Have you ever noticed that some music has a strong visceral appeal, or it's very energizing, or it just get's your body moving? Have you ever wondered why?
The other day I was listening to Lady Gaga's "Bad Romance" on the radio and I realized why it felt so appealing and why I couldn't keep my body from moving to it in spite of it being what I would call, well, not "bad", but certainly not that great. I knew that the "not great" judgement was based more on cultural programming and personal experience, and that they were determining its value on the relative merits of its musical quality. In other words, that's what my "mind" was telling me about the music, but my body was telling me something completely different. My body was rockin' and jiving to the beat, and that's when it hit me, it was the beat that made it so appealing. And then I started to figure out why.

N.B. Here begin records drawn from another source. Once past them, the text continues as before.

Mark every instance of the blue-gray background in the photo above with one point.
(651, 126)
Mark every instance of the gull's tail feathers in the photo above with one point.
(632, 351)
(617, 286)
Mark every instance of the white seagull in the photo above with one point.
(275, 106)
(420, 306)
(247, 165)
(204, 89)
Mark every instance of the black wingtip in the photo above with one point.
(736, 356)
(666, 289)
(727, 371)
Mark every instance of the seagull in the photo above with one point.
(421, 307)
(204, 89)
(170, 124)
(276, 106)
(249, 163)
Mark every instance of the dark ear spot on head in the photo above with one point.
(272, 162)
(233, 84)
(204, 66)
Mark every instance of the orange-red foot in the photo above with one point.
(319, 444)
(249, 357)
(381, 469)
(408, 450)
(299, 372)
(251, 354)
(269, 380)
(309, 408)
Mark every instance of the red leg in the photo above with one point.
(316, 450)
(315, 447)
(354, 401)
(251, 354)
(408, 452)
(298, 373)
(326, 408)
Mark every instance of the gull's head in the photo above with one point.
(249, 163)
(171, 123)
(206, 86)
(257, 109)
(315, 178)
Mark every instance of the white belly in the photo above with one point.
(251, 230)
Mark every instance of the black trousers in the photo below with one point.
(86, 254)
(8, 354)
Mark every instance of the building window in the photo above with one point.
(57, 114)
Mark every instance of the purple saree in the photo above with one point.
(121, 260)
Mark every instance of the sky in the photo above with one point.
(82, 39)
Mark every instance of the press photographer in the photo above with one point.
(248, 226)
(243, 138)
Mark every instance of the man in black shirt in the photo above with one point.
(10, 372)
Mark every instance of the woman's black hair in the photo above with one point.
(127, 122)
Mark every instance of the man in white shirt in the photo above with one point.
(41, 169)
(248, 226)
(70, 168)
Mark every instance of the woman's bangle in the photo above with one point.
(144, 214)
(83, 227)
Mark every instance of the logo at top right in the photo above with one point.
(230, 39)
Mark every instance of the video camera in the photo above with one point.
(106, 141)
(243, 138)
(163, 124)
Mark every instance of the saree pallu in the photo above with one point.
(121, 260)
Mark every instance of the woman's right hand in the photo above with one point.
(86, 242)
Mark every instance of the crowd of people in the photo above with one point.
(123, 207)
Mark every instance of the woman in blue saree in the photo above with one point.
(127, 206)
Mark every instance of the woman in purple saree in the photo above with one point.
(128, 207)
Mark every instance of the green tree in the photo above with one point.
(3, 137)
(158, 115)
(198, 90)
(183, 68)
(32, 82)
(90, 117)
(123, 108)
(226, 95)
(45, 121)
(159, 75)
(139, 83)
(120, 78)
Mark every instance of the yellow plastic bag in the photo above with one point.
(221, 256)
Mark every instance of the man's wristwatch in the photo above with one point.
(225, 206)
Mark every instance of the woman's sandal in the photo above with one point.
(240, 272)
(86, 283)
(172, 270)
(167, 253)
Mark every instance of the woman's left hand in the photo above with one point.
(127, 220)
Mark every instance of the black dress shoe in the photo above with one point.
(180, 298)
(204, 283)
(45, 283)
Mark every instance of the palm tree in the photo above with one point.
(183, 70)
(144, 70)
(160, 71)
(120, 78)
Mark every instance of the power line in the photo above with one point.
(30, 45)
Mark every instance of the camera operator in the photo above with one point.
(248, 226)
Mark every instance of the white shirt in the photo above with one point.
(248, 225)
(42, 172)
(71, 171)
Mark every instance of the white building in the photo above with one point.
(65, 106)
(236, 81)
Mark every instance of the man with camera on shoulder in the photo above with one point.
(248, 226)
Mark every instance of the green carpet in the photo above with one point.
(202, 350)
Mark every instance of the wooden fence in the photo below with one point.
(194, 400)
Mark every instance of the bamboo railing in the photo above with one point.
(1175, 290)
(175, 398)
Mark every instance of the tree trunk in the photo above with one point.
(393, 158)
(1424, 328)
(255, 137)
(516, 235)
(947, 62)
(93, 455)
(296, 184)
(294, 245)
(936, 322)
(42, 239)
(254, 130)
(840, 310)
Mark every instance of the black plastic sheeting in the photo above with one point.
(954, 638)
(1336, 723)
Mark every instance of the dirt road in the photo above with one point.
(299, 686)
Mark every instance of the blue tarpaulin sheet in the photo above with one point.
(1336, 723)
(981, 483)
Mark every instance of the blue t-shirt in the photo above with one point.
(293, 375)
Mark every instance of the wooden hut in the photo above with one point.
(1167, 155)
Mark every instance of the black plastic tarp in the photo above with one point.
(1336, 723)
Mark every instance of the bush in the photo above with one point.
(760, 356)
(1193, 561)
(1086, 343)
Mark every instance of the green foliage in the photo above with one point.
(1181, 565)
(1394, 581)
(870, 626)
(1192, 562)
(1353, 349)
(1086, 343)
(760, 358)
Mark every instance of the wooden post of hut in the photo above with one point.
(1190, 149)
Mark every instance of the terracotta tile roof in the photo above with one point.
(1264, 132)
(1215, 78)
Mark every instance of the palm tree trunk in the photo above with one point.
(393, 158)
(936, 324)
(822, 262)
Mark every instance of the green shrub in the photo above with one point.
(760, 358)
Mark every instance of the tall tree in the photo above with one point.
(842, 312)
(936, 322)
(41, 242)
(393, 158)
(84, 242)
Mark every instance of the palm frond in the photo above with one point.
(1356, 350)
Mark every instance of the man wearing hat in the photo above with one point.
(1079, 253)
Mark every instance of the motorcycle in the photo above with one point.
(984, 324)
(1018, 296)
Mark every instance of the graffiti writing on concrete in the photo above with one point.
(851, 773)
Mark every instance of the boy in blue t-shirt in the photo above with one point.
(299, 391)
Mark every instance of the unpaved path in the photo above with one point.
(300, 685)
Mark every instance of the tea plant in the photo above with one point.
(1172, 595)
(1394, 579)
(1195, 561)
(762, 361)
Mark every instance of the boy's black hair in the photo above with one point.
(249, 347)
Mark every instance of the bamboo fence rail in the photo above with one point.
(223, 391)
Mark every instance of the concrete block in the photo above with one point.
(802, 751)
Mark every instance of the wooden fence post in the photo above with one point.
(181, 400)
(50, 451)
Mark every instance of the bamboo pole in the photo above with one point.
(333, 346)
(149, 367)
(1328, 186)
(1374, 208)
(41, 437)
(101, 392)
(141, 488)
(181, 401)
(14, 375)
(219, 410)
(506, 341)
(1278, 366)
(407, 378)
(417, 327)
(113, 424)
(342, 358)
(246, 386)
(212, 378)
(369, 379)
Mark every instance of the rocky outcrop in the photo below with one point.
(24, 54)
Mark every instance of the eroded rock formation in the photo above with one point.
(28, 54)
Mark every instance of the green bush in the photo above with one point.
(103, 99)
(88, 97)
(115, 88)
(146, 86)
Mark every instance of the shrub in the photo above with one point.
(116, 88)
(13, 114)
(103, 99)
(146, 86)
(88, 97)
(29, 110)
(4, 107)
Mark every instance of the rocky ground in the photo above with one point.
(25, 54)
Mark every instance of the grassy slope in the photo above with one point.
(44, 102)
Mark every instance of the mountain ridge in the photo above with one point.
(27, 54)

It all came down to the beat, the percussion.
What is the first percussion beat a human hears? The heartbeat of its mother. Then comes its own heartbeat. These sounds, these percussive beats felt by the body, are so engrained down to the cellular level in us that it is literally the beat of life. As long as we feel it we know that we are alive. And when we feel it from the outside we feel even more alive, a part of a larger beat, a life that is larger that we are. A life that has given life to us. And still does.
It is this driving rhythm that makes these songs so appealing. They remind us that we are alive, and give us energy and enthusiasm in being alive.
As it turned out Lady Gaga's "Bad Romance" was a perfect song to bring out this awareness because its base beat clearly mimics a heart beat. Check it out for yourself.